Concepts Tour

This section will try to introduce you to the concepts of Effects, Abilities and Handlers as present in Fx.go.

No knowledge or previous experience with other effect sytems is expected. We will try to explain things by working out from simple concepts to more interesting ones.

Effects

An Effect ( Fx[S, V] read: V provided S ) is the description of a program that computes V, provided that the requirement S is present, so that the computation of V can be performed.

Since effects are descriptions of programs, they compute nothing nor produce side-effects until they are finally evaluated, once all their requirements are at met.

Some people also use the recipe analogy for effects: you first have a precise description of each step it takes to cook something, along with a list of the requirements for it (the ingredients and utencils you will use) and once you have them all, you can actually perform the recipe.

Abilities

In Fx[S, V], S is said to be the Ability (sometimes also referred as the set of Abilities, Capabilities, Effect Environment or Effect Requirements) that are needed for computing V.

Abilities describe the external resources that would be needed, as well as the side-effects that are possible while computing V.

Examples of such Abilities are:

  • network abilities (eg, performing http requests)
  • console abilities (eg, printing to the terminal or reading user input)
  • non-deterministic abilities (eg, generating random numbers or coin-flips)
  • resource handling (eg, disciplined acquire/use/release of shared/limited resources)
  • exception handling (eg, interruption/resumption and finalizers)
  • anything else that interacts with the world outside of the program.

Handlers

A Handler for the S ability is a particular interpretation of what S means.

Handlers are the only side-effectful portion of your programs.

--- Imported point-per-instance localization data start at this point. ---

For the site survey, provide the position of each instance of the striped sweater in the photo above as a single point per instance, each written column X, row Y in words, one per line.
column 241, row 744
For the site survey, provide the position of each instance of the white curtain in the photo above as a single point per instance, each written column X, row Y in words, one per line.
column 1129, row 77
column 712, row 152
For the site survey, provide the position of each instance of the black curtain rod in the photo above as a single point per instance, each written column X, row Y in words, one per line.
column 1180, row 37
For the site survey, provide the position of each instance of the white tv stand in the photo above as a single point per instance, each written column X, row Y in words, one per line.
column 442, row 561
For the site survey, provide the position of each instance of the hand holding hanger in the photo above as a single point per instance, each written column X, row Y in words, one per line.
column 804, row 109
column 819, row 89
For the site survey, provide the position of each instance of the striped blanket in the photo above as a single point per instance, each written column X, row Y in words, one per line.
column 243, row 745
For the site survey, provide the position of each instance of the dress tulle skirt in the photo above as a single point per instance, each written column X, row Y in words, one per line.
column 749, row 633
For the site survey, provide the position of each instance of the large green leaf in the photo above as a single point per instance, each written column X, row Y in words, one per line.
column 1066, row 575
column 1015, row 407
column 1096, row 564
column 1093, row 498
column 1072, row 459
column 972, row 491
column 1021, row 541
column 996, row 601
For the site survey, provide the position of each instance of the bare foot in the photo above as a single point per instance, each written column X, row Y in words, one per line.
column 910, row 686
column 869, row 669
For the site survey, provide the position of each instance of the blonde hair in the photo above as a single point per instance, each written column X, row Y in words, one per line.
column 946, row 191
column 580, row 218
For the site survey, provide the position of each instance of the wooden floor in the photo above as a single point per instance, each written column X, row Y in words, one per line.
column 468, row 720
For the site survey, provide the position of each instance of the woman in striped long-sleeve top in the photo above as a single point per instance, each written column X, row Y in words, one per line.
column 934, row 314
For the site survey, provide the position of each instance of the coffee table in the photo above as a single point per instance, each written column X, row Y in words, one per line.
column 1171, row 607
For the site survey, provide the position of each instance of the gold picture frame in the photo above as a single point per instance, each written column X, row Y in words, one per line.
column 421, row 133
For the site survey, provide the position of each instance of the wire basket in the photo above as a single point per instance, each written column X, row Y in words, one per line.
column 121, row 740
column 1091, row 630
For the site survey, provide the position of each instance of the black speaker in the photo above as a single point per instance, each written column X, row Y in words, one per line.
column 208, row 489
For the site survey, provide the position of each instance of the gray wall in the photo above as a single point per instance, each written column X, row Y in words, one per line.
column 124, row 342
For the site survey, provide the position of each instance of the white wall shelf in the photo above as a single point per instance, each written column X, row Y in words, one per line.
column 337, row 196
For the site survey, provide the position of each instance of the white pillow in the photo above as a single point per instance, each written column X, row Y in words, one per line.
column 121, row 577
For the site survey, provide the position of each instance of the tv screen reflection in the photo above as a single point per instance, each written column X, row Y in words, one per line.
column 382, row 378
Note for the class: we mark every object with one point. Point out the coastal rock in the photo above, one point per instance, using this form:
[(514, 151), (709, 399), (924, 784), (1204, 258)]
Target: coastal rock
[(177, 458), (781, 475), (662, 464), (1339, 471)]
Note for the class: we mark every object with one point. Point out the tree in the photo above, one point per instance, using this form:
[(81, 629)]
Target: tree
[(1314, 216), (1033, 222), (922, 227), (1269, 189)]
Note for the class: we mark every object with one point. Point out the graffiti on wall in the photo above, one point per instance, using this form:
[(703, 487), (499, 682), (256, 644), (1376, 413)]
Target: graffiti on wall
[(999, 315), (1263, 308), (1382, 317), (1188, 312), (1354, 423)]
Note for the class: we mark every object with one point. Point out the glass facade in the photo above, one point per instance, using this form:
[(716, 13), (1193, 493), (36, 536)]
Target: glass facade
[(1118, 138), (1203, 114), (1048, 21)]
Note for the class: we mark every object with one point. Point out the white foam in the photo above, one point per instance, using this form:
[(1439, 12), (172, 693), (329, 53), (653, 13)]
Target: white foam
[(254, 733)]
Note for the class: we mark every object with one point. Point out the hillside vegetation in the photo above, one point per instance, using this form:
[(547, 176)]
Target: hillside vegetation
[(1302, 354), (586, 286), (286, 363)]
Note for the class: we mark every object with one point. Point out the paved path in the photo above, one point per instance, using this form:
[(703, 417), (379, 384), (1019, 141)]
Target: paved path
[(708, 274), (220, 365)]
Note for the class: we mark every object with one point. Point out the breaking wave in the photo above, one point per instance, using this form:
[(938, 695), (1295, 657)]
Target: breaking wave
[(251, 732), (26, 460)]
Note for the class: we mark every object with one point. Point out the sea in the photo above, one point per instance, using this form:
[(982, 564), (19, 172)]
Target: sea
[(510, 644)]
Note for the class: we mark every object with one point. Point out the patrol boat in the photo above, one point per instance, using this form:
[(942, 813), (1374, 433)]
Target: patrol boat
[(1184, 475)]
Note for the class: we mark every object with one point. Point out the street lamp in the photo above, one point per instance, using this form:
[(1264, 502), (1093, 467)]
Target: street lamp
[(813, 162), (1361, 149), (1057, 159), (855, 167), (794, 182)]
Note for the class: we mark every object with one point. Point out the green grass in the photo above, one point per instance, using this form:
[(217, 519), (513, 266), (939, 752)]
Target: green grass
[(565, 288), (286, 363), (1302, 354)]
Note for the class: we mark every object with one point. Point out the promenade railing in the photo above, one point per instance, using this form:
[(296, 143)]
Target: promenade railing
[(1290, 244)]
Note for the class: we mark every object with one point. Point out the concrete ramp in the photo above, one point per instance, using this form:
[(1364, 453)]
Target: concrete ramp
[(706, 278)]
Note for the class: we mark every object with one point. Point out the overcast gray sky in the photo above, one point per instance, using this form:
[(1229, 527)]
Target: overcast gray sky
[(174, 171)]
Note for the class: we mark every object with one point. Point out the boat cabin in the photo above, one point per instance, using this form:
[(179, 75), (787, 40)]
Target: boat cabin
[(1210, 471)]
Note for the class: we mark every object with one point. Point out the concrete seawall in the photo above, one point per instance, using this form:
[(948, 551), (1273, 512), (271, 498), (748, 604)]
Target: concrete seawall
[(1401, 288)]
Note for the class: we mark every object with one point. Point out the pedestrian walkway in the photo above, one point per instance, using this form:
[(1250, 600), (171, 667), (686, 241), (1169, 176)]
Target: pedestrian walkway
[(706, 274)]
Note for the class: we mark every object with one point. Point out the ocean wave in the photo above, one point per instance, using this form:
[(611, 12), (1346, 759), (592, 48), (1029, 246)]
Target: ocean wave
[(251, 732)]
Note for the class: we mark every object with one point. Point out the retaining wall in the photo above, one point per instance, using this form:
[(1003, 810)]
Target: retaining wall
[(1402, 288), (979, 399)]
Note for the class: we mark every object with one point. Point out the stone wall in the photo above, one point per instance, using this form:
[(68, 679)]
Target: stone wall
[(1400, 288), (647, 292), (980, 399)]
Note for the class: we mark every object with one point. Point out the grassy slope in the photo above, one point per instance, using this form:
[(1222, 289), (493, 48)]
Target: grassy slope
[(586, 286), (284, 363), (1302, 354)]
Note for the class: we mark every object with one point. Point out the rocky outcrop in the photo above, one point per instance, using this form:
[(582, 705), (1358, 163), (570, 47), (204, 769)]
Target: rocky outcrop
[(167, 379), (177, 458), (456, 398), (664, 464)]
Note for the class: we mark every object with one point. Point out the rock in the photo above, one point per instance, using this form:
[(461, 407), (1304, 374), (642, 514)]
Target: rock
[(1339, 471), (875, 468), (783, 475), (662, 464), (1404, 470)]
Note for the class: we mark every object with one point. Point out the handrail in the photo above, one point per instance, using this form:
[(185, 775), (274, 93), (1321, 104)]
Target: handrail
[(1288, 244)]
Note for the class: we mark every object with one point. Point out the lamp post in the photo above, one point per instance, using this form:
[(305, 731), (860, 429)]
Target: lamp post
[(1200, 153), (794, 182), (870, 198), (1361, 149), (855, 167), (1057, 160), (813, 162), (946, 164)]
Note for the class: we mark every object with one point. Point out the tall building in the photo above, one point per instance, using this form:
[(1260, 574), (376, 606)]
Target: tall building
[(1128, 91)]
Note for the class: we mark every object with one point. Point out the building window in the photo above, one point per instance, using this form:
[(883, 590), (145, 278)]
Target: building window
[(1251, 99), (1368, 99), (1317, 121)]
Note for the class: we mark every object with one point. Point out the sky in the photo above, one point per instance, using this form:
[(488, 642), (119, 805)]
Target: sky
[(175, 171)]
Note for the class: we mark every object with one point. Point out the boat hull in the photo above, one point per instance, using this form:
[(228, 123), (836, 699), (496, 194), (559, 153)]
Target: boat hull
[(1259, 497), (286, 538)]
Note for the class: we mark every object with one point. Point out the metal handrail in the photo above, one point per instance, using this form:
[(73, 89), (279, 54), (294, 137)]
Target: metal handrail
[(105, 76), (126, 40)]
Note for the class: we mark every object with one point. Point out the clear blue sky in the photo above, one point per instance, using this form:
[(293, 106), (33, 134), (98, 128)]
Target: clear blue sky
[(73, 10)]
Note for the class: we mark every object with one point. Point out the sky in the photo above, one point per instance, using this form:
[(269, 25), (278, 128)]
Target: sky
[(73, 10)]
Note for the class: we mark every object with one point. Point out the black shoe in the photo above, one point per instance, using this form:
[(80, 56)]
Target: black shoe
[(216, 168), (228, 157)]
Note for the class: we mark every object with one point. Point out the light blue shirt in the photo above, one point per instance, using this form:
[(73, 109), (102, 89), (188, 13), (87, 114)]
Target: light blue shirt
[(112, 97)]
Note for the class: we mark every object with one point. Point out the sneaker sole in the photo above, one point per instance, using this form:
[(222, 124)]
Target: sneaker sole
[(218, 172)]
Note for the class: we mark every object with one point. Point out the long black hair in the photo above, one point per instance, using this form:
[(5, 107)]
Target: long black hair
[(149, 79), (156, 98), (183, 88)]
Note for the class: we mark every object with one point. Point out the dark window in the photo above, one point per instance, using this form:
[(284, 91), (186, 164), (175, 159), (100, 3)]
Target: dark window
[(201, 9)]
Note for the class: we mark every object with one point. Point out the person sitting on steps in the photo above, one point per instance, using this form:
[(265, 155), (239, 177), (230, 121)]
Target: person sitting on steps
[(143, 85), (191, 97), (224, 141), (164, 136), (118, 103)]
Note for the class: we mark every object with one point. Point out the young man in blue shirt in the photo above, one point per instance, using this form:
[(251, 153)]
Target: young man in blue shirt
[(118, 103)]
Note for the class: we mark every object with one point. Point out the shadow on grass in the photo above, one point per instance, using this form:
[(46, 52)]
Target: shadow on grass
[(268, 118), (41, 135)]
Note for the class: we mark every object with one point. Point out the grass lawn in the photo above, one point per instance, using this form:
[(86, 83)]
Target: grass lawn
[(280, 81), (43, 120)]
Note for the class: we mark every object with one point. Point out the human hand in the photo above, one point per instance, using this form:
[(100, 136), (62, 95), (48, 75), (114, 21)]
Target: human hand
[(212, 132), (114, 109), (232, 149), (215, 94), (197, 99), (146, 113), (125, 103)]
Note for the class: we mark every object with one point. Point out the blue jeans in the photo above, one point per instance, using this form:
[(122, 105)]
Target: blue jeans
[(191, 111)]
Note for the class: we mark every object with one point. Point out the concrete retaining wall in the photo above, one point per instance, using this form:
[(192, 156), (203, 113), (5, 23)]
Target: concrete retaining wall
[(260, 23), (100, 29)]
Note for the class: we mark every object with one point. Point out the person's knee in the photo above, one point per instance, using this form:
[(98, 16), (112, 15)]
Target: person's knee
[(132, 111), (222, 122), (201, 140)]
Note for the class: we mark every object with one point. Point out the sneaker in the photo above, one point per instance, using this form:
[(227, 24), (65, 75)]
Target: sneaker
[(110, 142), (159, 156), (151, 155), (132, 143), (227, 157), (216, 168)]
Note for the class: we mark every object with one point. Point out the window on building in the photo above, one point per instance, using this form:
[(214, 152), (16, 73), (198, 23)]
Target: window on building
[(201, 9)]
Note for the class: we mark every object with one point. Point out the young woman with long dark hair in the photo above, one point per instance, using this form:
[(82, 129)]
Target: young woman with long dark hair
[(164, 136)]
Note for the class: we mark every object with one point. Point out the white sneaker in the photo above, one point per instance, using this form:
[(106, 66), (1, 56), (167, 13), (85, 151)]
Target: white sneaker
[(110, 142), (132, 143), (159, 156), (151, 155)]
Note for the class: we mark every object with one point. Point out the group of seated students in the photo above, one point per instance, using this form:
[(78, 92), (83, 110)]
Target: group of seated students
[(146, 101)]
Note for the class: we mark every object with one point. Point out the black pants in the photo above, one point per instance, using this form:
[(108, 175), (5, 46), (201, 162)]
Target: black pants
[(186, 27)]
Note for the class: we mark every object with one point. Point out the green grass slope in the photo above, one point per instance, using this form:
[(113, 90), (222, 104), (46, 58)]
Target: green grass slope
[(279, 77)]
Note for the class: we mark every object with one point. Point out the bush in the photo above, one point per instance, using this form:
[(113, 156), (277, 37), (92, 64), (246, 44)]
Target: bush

It is possible, and quite common, to have different handlers (interpretations) for the same Ability, and each Handler decides how/when to perform world-modifying side-effects.

For example, for an http-request ability you can have a test-handler that just mock responses to fixed values so that you can easily assert on known values on your tests. You could also have a live-handler that actually performs requests via the network for production runs.